Specifically, network architecture should be in the PyTorchCV form (resnet18, resnet50, etc), quantization scheme should correspond to names in the bit_config.py file (uniform8, size0.5, etc).
export CUDA_VISIBLE_DEVICES=0
python quant_train.py -a resnet50 --epochs 1 --lr 0.0001 --batch-size 128 --data /path/to/imagenet/ --pretrained --save-path /path/to/checkpoints/ --act-range-momentum=0.99 --wd 1e-4 --data-percentage 0.0001 --fix-BN --checkpoint-iter -1 --quant-scheme uniform8
Important Notes:
- 8-bit quantization-aware training typically converges fast, so the data-percentage attribute and the epoch attribute can be set to small values to only use a subset of training data with small number of epochs. For other cases with more aggressive quantization, the data-percentage should be set to 0.1 or 1, and the number of epochs should be adjusted (typical value is 90). Some examples for (quantization scheme : data-percentage): (size0.75 : 0.01); (bops0.75/latency0.75 : 0.1); (size0.5/bops0.5/latency0.5/uniform4 : 1).
- In order to exactly match TVM inference, the quantized model is trained and tested on 1 GPU. DataParallel or DistributedDataParallel will lead to different statistics on different GPUs, which may impact (or degrade) the BN folding and static quantization (therefore is not recommended for the current codebase).
- The activation percentile function can be helpful for some scenarios, but it is time-consuming since the PyTorch torch.topk function is relatively slow.
- The fix-BN attribute is for training, BN will always be folded and fixed during validation. This attribute is more important for ultra-low precision such as 2-bit, and is optional for 4-bit or 8-bit quantization.
- This codebase is specialized for easy deployment on hardware, meaning sometimes it sacrifices accuracy for simpler operations. It uses standard symmetric channel-wise linear quantization for weights, static asymmetric layer-wise linear quantization for activations (except for 8-bit, the hardware support only allow symmetric quantization for 8-bit). Set --fixed-point-quantization attribute can skip some deployment-oriented operations to ease the fine-tuning process, but this will make the final TVM fail to 100% exactly match PyTorch.

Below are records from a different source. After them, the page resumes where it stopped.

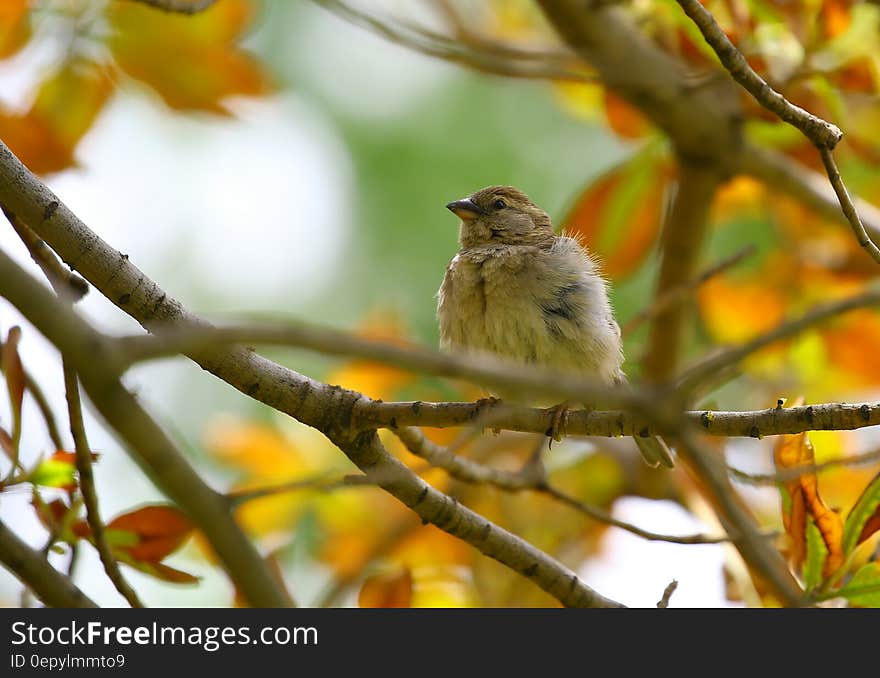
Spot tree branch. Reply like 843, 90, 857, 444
0, 520, 97, 607
0, 338, 64, 450
118, 0, 217, 14
62, 366, 143, 607
313, 0, 596, 82
620, 245, 757, 337
678, 0, 880, 263
0, 143, 619, 607
819, 147, 880, 263
334, 431, 623, 607
538, 0, 741, 168
678, 0, 843, 150
740, 146, 880, 240
0, 250, 290, 607
643, 159, 722, 383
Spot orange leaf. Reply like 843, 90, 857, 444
562, 152, 670, 278
0, 59, 113, 174
819, 0, 852, 39
107, 0, 268, 113
773, 433, 843, 577
697, 275, 787, 344
0, 0, 31, 59
0, 111, 73, 174
29, 59, 113, 148
117, 554, 201, 584
358, 567, 413, 607
604, 89, 651, 139
107, 505, 193, 563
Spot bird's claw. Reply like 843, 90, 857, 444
546, 403, 571, 449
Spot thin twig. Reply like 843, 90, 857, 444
727, 450, 880, 485
739, 144, 880, 246
676, 426, 805, 607
115, 322, 652, 408
62, 366, 143, 607
0, 520, 97, 608
0, 206, 89, 301
313, 0, 595, 82
394, 428, 730, 544
118, 0, 217, 14
620, 245, 757, 337
0, 251, 291, 607
0, 338, 64, 450
642, 156, 723, 383
226, 474, 377, 508
676, 288, 880, 393
657, 579, 678, 610
819, 147, 880, 263
678, 0, 880, 263
678, 0, 843, 150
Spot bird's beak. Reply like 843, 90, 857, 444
446, 198, 483, 221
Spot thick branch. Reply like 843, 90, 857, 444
644, 160, 721, 382
0, 143, 619, 607
334, 431, 622, 607
395, 428, 729, 544
0, 520, 97, 607
0, 251, 290, 607
64, 366, 143, 607
538, 0, 740, 167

- It is difficult for current hardware to efficiently support operations with 2bit, 3bit, 5bit, 6bit or 7bit, so this codebase uses 4-bit and 8-bit for mixed-precision quantization (as in HAWQV3). The mixed-precision with 2 ~ 8bit in HAWQV2 is asymmetric (fixed-point based) quantization, which uses layerwise quantization-aware training. The easiest way for now to reproduce HAWQV2 is Distiller, but this will not lead to accelerated inference.

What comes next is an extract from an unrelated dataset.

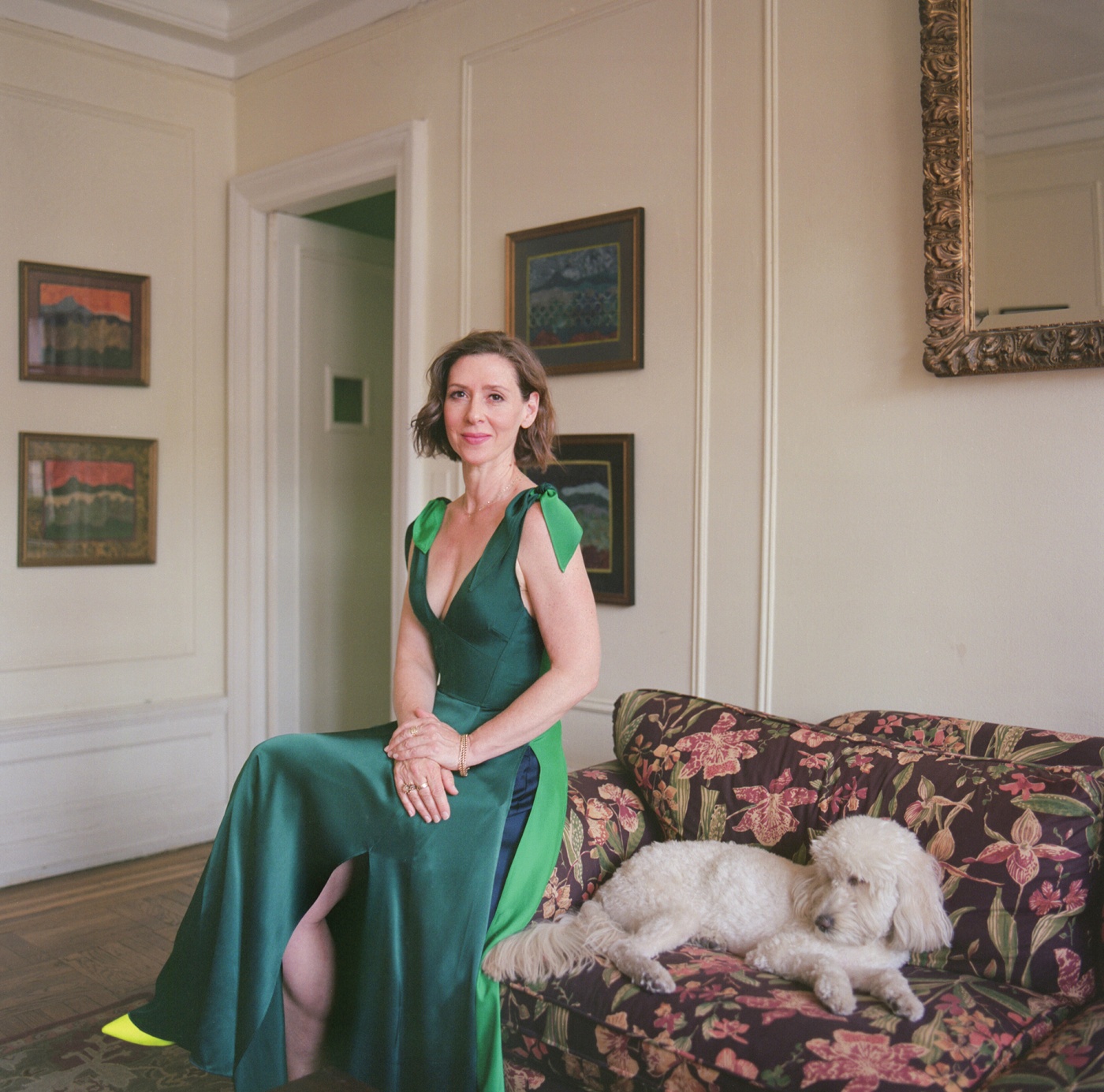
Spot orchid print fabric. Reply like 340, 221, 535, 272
502, 691, 1104, 1092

- The provided quantized models typically have a small variation on accuracy (mostly higher) compared with those in the result table. These models are trained with a standard setting, and further accuracy improvement can be obtained by finding better schemes of quantization-aware training.

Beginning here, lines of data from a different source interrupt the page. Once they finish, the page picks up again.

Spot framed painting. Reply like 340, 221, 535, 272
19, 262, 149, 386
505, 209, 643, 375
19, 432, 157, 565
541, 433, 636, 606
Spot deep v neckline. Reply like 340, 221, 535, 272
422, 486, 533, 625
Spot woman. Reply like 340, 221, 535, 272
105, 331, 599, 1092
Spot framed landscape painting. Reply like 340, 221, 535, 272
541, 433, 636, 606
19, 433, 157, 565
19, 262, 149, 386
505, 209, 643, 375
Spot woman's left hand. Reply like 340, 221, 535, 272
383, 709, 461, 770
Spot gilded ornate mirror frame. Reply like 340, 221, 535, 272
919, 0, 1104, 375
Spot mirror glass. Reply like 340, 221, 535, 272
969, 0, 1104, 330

To evaluate the quantized model, use the following command and adjust the attributes accordingly:
# Directly running these commands will get 75.58% Top-1 Accuracy on ImageNet.
export CUDA_VISIBLE_DEVICES=0
python quant_train.py -a resnet50 --epochs 90 --lr 0.0001 --batch-size 128 --data /path/to/imagenet/ --save-path /path/to/checkpoints/ --act-range-momentum=0.99 --wd 1e-4 --data-percentage 1 --checkpoint-iter -1 --quant-scheme bops_0.5 --resume /path/to/resnet50_bops0.5/checkpoint.pth.tar --resume-quantize -e
To resume quantization-aware training from the quantized checkpoint, remove the -e attribute. It should be noted that layerwise quantization-aware training can be achieved by iteratively changing the quantization schemes and resuming previous quantized checkpoints.